The Social Psychology Programme is dedicated to studying human beings in their social context, investigating the cognitive, affective, and motivational processes underlying social behaviour.
We spend much of our lives surrounded by others, and our emotions, cognitions, and behaviours are profoundly shaped by the social environments in which we operate. Such environments can be construed at various levels of analysis, such as close relationships, small groups, larger collectives, intergroup relations, and the broader cultural or societal context. As we navigate our lives, our emotions, cognitions, and behaviours are shaped by interactions with other individuals as well as through exposure to social norms and belief systems.
The Social Psychology Programme covers all of these sources of influence in its research in order to contribute to a thorough understanding of the human condition. Current research centres around four overarching questions that link fundamental cognitive, affective, and motivational processes to human behaviour in its social context.
Human behaviour is shaped to a large extent by how people perceive and think about each other.
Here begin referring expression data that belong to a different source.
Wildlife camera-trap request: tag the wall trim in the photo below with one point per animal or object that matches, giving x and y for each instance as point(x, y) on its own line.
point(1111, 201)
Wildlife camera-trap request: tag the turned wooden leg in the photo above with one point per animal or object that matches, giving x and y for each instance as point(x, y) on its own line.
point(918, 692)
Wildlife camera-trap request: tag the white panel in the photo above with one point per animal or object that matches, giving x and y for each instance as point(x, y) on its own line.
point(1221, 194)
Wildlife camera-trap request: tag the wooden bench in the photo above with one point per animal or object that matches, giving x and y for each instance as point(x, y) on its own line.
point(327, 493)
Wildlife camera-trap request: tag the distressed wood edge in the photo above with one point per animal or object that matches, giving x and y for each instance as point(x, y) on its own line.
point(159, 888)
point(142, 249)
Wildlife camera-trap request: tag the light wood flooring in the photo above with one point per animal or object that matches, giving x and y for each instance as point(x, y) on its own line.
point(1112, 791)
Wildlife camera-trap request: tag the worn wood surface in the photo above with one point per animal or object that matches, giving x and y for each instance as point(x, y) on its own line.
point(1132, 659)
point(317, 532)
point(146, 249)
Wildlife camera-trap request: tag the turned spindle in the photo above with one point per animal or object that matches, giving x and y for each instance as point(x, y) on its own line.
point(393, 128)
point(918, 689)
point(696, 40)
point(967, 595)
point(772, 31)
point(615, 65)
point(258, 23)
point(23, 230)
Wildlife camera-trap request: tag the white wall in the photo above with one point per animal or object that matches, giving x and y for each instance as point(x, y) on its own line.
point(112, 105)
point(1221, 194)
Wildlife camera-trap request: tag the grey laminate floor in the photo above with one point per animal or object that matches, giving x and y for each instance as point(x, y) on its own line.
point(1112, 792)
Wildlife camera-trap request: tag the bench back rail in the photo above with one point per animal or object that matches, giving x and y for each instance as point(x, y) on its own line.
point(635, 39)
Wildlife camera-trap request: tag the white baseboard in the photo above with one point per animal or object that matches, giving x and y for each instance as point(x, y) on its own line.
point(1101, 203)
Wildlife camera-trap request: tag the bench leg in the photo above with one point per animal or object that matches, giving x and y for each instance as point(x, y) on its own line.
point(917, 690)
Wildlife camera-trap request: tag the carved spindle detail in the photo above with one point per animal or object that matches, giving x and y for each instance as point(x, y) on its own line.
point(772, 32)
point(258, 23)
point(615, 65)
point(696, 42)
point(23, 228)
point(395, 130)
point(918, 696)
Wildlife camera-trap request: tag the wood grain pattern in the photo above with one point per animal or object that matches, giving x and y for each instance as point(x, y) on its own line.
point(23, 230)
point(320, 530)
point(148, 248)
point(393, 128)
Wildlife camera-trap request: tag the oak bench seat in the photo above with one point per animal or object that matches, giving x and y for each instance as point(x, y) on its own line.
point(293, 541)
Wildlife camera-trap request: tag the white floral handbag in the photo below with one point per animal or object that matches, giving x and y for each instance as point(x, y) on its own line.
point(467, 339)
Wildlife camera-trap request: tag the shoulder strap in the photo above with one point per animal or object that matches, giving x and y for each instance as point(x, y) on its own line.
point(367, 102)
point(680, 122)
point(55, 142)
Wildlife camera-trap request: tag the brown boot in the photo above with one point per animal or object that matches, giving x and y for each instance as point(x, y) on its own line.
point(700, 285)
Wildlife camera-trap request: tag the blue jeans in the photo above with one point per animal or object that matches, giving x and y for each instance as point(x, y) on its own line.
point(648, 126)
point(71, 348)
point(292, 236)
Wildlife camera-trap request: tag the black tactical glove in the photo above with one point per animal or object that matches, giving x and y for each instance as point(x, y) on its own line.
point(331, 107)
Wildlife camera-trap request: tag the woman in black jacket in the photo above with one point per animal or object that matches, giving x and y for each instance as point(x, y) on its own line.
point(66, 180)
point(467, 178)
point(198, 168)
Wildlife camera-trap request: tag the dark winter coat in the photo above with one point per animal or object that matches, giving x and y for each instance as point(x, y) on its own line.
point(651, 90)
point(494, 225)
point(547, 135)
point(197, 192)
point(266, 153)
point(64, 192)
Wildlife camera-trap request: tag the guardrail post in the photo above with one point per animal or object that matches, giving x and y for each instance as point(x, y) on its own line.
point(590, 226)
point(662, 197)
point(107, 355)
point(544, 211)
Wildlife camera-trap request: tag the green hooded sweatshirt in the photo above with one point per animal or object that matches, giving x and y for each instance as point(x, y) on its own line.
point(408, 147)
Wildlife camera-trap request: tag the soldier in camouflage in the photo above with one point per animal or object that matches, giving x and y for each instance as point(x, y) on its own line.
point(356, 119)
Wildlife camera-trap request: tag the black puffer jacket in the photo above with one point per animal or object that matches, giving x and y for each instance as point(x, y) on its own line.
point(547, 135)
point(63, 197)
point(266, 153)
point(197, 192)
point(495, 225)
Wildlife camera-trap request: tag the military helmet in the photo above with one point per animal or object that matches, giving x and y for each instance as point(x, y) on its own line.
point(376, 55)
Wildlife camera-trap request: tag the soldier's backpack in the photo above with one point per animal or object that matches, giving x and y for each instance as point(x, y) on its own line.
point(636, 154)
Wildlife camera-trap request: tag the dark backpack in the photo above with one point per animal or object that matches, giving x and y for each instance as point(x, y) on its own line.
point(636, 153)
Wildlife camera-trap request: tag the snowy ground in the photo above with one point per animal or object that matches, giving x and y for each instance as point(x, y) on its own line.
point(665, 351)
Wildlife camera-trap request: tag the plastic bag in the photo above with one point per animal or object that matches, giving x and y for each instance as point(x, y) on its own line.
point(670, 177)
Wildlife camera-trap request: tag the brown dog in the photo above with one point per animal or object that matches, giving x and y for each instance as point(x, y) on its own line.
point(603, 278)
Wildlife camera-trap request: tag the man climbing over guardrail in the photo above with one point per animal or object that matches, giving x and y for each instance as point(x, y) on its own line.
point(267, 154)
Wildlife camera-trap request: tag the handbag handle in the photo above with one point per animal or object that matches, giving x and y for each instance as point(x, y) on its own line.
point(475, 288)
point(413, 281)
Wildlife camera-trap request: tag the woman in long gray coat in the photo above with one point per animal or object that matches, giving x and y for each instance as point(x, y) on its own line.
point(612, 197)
We seek to unravel the mechanisms and contingencies of social perception and social information processing that underlie basic social cognition, the development of stereotypes and prejudice, and social behaviour.
Social life is inherently emotional. As critical linking pins between the individual and the social context, emotions provide a unique window into the human mind. Our research aims to illuminate how emotions drive social behaviour by investigating how people are influenced by their own as well as by others' emotions.
As an ultra-social species, humans spend much of their lives in various types of groups, both in their private lives and at work. Several streams of research in our group address how individuals navigate interactions within and between groups.
Social life can be highly complex, unpredictable, ambiguous, and uncertain. In the "age of anxiety," societal, man-made, and natural threats as well as increasing informational ambiguity make uncertainty an inherent part of our lives and render decision-making exceedingly difficult. We study how people cope with such uncertainty.